ANNO 14 n° 120
Peperino&Co.
Porta san Biele, simbolo
di una gloria effimera
>>>>> di Andrea Bentivegna <<<<<
01/08/2015 - 00:03

di Andrea Bentivegna

VITERBO - Nella toponomastica viterbese, tra le tante porte che danno accesso all’antica città medioevale, si incontra quella di San Biele.

Certo a vederla oggi, imponente e bellissima ci appare indiscutibilmente una porta medioevale eppure viene da chiedersi a che diavolo servisse e perché un edificio creato a scopo di difesa sorgesse in mezzo al nulla? Perché poi costruirla proprio lì dove non ci sono le antiche mura?

Ebbene questa porta, tra le più belle della città, oggi circondata e nascosta da una piccola selva di moderni palazzoni, è un monumento alla grandezza di Viterbo e al tempo stesso alla sua decadenza.
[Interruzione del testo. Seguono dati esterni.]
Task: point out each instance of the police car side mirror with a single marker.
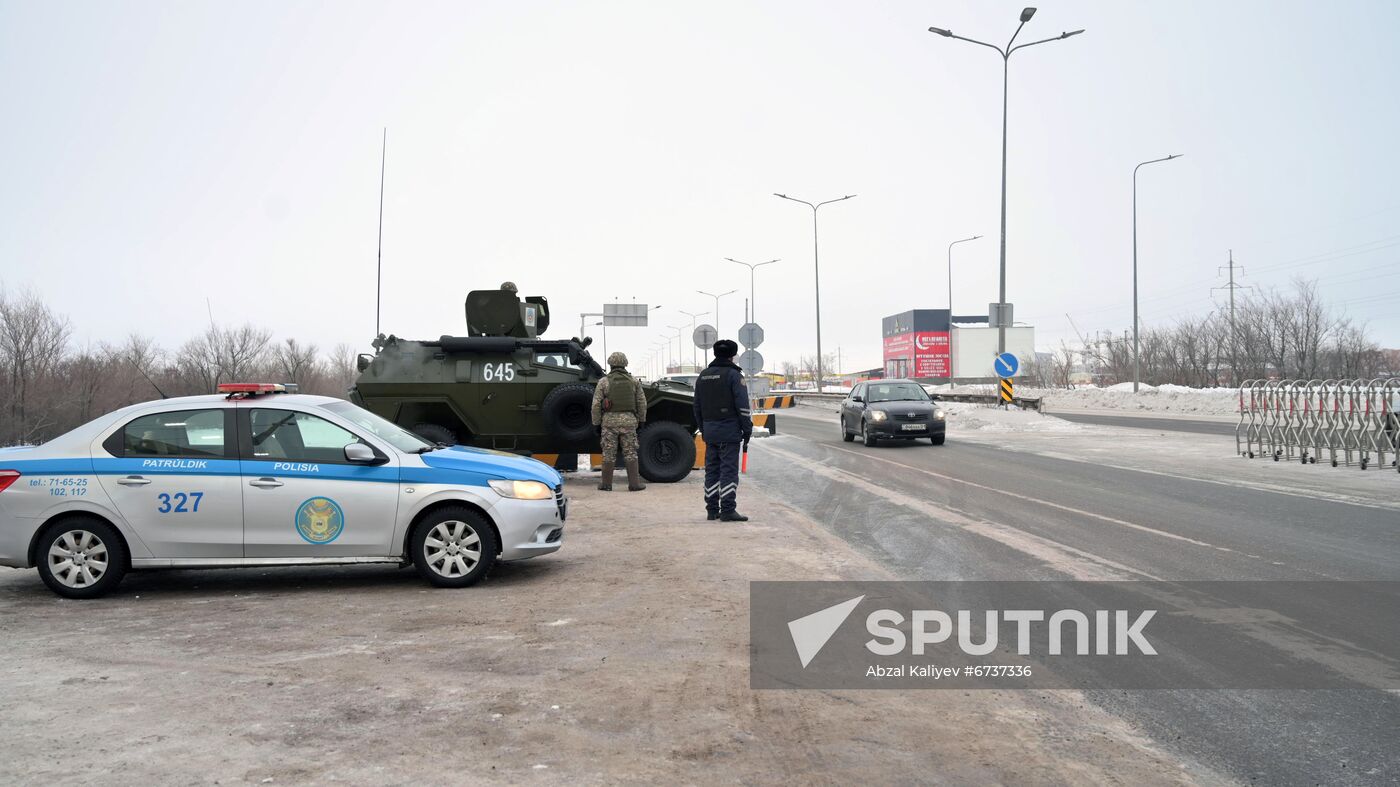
(361, 454)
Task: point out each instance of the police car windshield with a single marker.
(388, 432)
(898, 392)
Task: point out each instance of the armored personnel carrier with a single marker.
(503, 387)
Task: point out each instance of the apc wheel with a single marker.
(567, 412)
(665, 451)
(436, 433)
(452, 548)
(81, 558)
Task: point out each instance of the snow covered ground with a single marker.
(1201, 457)
(1150, 399)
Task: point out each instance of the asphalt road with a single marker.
(1148, 422)
(968, 511)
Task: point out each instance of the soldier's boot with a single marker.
(634, 476)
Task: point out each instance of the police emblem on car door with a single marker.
(304, 497)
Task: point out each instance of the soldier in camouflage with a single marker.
(619, 406)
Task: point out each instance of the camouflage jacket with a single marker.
(601, 392)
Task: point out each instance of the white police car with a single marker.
(259, 476)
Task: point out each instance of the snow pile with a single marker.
(980, 418)
(1155, 399)
(1148, 399)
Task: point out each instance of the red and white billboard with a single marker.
(921, 353)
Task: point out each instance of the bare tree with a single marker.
(297, 363)
(32, 342)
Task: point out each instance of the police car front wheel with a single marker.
(81, 558)
(454, 548)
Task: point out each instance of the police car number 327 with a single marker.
(258, 476)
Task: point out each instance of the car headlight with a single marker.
(521, 489)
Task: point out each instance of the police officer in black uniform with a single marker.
(723, 412)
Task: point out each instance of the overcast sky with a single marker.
(170, 158)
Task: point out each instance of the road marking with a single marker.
(1000, 443)
(1038, 500)
(1077, 563)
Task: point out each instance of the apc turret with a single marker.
(503, 387)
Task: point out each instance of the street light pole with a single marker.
(816, 276)
(1005, 70)
(717, 307)
(753, 297)
(951, 381)
(679, 329)
(1136, 367)
(693, 317)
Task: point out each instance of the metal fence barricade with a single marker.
(1350, 422)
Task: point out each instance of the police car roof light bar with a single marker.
(255, 388)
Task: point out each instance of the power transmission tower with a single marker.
(1234, 335)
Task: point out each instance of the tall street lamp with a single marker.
(1136, 370)
(1005, 66)
(753, 301)
(679, 331)
(816, 276)
(693, 317)
(717, 307)
(951, 381)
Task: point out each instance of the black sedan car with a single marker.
(892, 409)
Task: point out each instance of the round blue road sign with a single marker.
(1005, 366)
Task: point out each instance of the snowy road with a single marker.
(972, 510)
(1196, 426)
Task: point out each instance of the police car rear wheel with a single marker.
(81, 558)
(454, 548)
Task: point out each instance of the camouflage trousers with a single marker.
(620, 427)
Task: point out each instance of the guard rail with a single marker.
(1024, 402)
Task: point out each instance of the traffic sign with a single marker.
(1005, 366)
(706, 336)
(751, 335)
(751, 361)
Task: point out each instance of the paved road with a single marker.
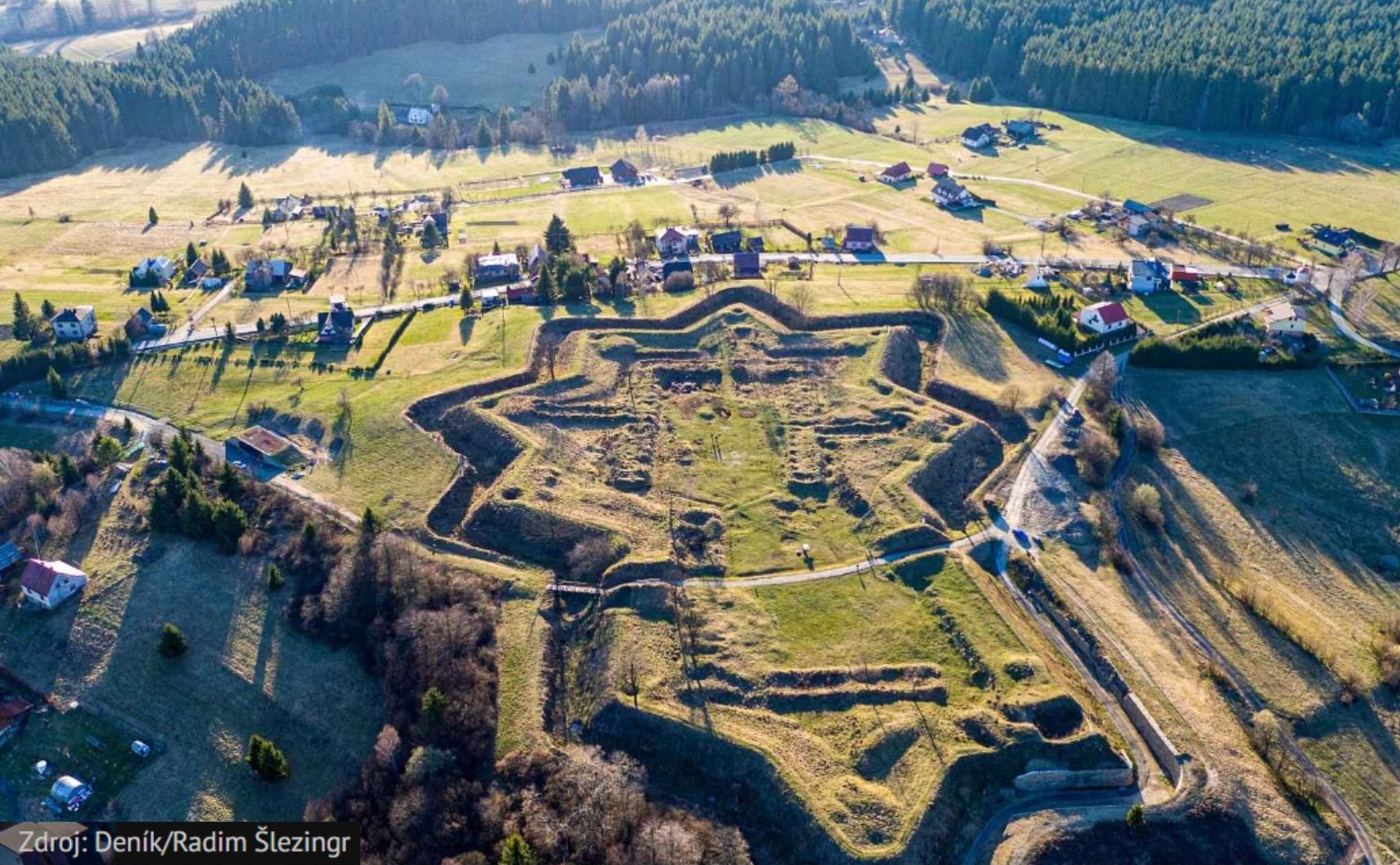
(191, 335)
(1339, 319)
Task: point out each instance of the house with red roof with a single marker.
(13, 711)
(1105, 318)
(49, 584)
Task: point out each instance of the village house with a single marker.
(13, 713)
(74, 323)
(979, 136)
(153, 272)
(675, 266)
(625, 173)
(953, 195)
(581, 178)
(143, 325)
(899, 173)
(1284, 319)
(746, 265)
(48, 584)
(1105, 317)
(1182, 273)
(725, 241)
(858, 238)
(689, 175)
(290, 208)
(1147, 276)
(672, 241)
(501, 266)
(1136, 224)
(335, 327)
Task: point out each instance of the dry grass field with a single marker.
(749, 441)
(481, 76)
(247, 672)
(856, 689)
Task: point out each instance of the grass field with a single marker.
(1283, 574)
(481, 76)
(247, 672)
(1382, 318)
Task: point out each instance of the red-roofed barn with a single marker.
(49, 584)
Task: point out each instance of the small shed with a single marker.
(70, 793)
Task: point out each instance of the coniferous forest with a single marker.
(196, 84)
(1283, 66)
(690, 58)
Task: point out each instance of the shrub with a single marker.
(1146, 504)
(1151, 434)
(266, 759)
(230, 524)
(173, 641)
(426, 762)
(516, 851)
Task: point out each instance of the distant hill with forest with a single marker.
(1280, 66)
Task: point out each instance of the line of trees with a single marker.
(1050, 315)
(1283, 66)
(733, 160)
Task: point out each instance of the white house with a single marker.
(49, 584)
(978, 136)
(160, 269)
(73, 323)
(1284, 319)
(951, 194)
(672, 241)
(1105, 318)
(895, 173)
(1147, 276)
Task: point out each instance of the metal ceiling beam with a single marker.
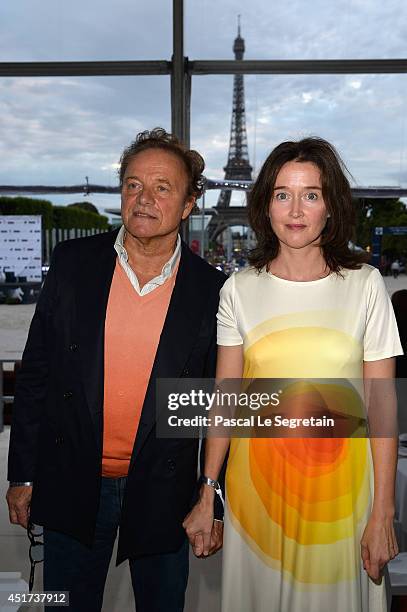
(350, 66)
(180, 78)
(201, 67)
(55, 69)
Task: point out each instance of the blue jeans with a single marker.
(159, 581)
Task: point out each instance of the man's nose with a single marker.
(146, 195)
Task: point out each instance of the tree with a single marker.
(371, 213)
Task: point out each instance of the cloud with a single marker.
(59, 130)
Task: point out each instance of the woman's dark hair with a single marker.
(336, 193)
(158, 138)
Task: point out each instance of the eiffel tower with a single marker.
(238, 166)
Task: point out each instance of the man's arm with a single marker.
(29, 401)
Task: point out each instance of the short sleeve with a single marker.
(228, 332)
(381, 334)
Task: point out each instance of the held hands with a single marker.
(378, 545)
(18, 500)
(205, 535)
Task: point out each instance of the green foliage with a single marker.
(86, 206)
(381, 213)
(27, 206)
(63, 217)
(70, 217)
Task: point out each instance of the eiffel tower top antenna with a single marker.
(238, 165)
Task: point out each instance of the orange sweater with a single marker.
(132, 332)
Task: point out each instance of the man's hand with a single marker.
(216, 537)
(18, 500)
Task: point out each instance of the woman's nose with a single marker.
(296, 206)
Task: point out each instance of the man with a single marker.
(117, 311)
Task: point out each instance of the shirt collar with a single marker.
(167, 269)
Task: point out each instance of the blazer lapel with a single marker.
(180, 329)
(92, 298)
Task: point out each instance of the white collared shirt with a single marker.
(166, 272)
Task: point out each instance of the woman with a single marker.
(399, 301)
(304, 527)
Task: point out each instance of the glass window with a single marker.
(364, 116)
(57, 131)
(316, 29)
(45, 30)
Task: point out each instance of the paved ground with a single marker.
(204, 582)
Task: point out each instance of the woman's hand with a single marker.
(198, 524)
(378, 545)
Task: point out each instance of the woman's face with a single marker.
(297, 209)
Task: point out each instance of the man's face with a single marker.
(154, 197)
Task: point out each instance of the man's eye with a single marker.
(133, 185)
(282, 196)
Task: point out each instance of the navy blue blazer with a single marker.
(57, 424)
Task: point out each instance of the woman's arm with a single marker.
(378, 544)
(198, 524)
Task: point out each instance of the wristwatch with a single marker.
(20, 484)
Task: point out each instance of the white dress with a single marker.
(296, 508)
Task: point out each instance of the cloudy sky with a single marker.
(58, 130)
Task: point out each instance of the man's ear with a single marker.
(188, 206)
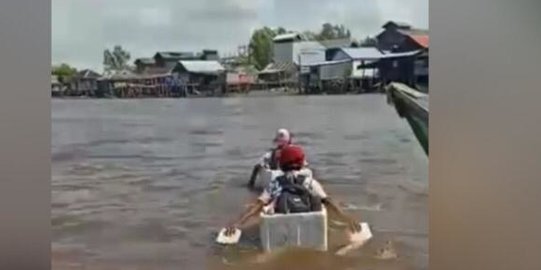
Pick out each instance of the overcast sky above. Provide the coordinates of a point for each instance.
(82, 29)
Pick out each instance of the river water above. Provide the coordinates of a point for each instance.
(146, 184)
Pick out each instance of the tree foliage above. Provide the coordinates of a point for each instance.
(63, 72)
(330, 31)
(261, 46)
(116, 60)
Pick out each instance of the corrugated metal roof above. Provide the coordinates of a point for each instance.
(327, 63)
(287, 36)
(413, 31)
(364, 73)
(422, 40)
(202, 66)
(87, 74)
(363, 53)
(146, 61)
(176, 55)
(336, 43)
(278, 67)
(401, 54)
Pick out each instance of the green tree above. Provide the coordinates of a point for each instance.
(116, 60)
(261, 46)
(63, 72)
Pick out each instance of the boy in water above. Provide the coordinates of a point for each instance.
(291, 162)
(269, 160)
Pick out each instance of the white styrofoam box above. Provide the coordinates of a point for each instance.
(306, 230)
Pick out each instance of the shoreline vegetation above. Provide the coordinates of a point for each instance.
(273, 92)
(276, 61)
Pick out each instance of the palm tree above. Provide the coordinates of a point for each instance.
(116, 60)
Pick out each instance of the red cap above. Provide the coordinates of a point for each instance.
(292, 156)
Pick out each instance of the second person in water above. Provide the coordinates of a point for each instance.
(269, 161)
(293, 191)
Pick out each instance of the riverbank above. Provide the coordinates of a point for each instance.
(148, 183)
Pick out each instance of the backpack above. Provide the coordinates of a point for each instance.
(295, 197)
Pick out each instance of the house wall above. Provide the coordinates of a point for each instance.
(340, 55)
(282, 52)
(335, 71)
(389, 38)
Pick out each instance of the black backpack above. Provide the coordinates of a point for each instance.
(295, 197)
(273, 165)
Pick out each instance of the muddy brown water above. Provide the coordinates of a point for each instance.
(146, 184)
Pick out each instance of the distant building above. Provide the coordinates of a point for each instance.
(201, 75)
(410, 68)
(56, 86)
(290, 53)
(85, 83)
(143, 65)
(401, 37)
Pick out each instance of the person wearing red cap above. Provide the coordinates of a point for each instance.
(269, 160)
(294, 177)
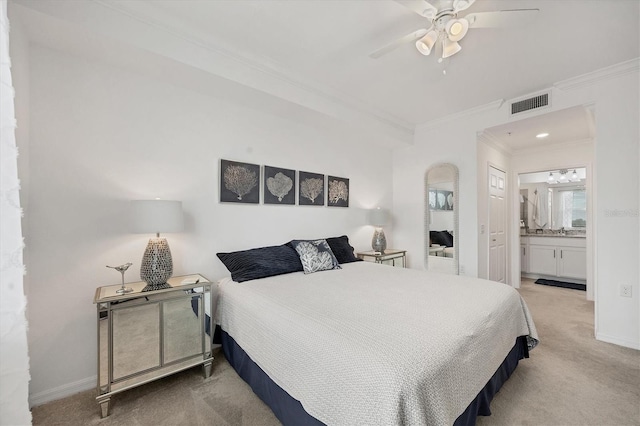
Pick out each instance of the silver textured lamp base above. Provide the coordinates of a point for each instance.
(379, 241)
(157, 264)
Una storia tipicamente italiana e molto attuale potremmo dire.

Ma andiamo con ordine. Fu il glorioso capitano del popolo Raniero Gatti ad ordinarne la costruzione. Era il 1270, Viterbo era allora il centro del mondo, ed in città era riunito da ormai due anni il collegio cardinalizio che doveva eleggere il successore di Papa Clemente IV. Fu infatti proprio nel giugno di quel 1270 che lo stesso Raniero Gatti decise di serrare le porte del palazzo papale per obbligare i porporati ad eleggere il nuovo pontefice. Un fatto eclatante, un viterbese che sfidava il potere temporale della chiesa. Basta questo fatto per intuire l’importanza e quindi la ricchezza che aveva raggiunto allora la nostra città.

Fu dunque sullo sfondo di questi epici eventi che si decise di allargare in modo considerevole la cerchia delle possenti mura che difendevano e in un certo senso “difendono” tutt’oggi Viterbo. L’obiettivo era quello di estendersi verso oriente rendendo più sicure le difese proprio quel punto che storicamente era stato spesso oggetto degli attacchi nemici. Inoltre si sarebbe potuto includere nella nuova fortificazione il prezioso complesso di Santa Maria in Gradi che più volte era stato danneggiato.

Porta San Biele fu costruita ''senza imporre gravami o gabelle alla città'' così come è riportato sull’epigrafe che la sovrasta che è affiancata, propagandisticamente, dagli stemmi della famiglia Gatti. Sorgeva sulla variante della strada Cimina che raggiungeva Viterbo entrando attraverso porta Vallia preso la chiesa delle Fortezze.

Poco dopo il completamento della porta tuttavia l’elezione di Gregorio X al soglio pontificio segnò la fine della breve epoca aurea della nostra città che rapidamente, con lo spostamento del papato verso Avignone, tornò ad occupare un ruolo di secondo piano nello scacchiere politico europeo vedendosi privata del prestigio e le ricchezze dovute al fatto di essere sede papale.

L’ambizioso progetto di espansione dovette fare così i conti con la nuova realtà e fu dunque rapidamente abbandonato e porta San Biele, il cui nome è frutto della storpiatura di “San Michele” una chiesetta che esisteva in quei pressi, rimase isolata nella campagna fino, come detto, alla recente espansione urbana degli anni ’70.

Un monumento incompiuto alla grandezza della città tanto splendente quanto effimera al punto che si affermò per poi dissolversi completamente nel volgere di pochissimi anni.